There are lots of time-dependent signals that are periodic or at least some of the signal is periodic. Examples: 
* [sunspots](https://en.wikipedia.org/wiki/Sunspot) follow an 11 year cycle. So if $x(t)$ was a time series representing the "strength" of the sunspot, we would have that $|\hat{x}(f)|^2$ would be large at $f = 1/11$. (Remember period = 1/frequency.)  
* The temperature in SLC. Here, we can decompose the temperature into a part that is varying over the course of a year, the part that varies over the day, and the "remaining" part.
* $\ldots$


We can compute the power spectral density using the scipy function 
[`periodogram`](https://docs.scipy.org/doc/scipy-0.14.0/reference/generated/scipy.signal.periodogram.html). 

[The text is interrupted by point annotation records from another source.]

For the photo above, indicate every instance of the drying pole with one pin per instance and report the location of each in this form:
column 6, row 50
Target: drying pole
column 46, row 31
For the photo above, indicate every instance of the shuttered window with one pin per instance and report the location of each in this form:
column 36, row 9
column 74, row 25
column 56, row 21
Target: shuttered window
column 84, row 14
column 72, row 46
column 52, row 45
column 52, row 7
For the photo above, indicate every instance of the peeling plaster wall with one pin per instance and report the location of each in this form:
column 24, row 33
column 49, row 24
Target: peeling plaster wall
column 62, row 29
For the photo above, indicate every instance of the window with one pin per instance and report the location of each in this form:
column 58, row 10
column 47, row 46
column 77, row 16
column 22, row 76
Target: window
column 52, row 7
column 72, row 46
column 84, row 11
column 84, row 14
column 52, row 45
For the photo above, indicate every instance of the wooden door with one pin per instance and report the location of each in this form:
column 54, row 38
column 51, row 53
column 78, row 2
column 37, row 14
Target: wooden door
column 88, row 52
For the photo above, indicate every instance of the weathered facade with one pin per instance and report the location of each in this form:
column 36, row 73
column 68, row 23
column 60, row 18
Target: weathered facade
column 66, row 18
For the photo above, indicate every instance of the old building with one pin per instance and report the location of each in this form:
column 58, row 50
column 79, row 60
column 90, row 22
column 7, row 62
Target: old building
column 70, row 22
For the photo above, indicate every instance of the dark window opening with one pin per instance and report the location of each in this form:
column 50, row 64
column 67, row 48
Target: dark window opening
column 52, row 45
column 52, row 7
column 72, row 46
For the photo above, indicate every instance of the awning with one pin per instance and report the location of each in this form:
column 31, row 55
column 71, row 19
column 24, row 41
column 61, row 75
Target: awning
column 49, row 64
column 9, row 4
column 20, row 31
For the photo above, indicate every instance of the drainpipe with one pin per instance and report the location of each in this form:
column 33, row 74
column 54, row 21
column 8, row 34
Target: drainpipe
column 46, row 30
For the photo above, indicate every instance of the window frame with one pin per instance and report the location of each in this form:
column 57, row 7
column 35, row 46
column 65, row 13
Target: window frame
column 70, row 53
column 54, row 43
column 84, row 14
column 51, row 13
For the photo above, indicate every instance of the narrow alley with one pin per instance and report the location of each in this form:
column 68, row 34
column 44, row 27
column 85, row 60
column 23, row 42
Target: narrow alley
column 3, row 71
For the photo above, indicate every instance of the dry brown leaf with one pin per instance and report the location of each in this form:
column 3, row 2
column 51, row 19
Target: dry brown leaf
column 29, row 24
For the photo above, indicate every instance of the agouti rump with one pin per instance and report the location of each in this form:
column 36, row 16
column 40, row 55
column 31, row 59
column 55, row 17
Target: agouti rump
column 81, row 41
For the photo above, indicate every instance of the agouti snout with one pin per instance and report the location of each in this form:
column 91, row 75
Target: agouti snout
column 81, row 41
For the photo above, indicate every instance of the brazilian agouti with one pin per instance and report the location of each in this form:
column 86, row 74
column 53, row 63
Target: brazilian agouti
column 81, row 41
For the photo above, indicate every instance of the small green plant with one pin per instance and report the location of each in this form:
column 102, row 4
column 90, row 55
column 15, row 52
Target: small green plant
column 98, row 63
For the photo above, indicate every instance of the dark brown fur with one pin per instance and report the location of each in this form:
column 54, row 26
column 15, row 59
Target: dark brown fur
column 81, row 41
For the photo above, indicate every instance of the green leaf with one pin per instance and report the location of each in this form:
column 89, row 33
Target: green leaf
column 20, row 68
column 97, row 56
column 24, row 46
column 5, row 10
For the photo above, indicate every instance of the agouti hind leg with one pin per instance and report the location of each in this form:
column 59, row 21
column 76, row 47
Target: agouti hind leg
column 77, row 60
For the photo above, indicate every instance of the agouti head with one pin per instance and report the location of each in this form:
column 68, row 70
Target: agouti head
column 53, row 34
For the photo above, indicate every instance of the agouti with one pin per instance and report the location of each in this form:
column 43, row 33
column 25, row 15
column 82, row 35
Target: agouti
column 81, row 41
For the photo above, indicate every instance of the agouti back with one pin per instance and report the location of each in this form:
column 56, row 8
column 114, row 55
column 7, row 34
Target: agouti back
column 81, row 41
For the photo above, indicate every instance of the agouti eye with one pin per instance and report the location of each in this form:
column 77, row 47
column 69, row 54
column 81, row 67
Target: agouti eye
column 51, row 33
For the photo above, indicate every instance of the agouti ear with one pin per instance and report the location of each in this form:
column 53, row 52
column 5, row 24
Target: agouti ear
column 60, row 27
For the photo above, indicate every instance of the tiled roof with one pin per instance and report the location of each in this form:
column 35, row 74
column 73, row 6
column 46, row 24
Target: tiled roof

To illustrate this, we'll follow the 
[course notes of James Holland Jones on Time Series and Spectral Analysis](http://web.stanford.edu/class/earthsys214/notes/series.html) 
and consider 
[historical measles data from New York City posted by Ben Bolker](https://ms.mcmaster.ca/~bolker/measdata.html). 


### Measles data

We can download the monthly measles data from New York City between 1928 and 1964. 

In [None]:
df = pd.read_csv("nycmeas.dat", sep=" ", names=["date","cases"],index_col=0)
df.head()

In [None]:
df["cases"].plot(grid = True); 

Looking at the plot, we observe that the series is very regular with "periodically occuring" spikes. It appears that approximately once a year, there is a significant measles outbreak. By computing the power spectrum, we can see which frequencies make up this time series. 

In [None]:
cases = df["cases"].values
f, Pxx_den = periodogram(cases, fs=12, window="hamming")

plt.plot(f, Pxx_den);

Since there are 12 months per year, we set the measurement frequency argument in `periodogram` as fs=12. 

Clearly, the dominant frequency in this signal is 1 year. Why? 


**Q:** Is it useful to look at the power spectrum of stock data? 

**Exercise:** try it for the Apple stock data over the previous 10 years.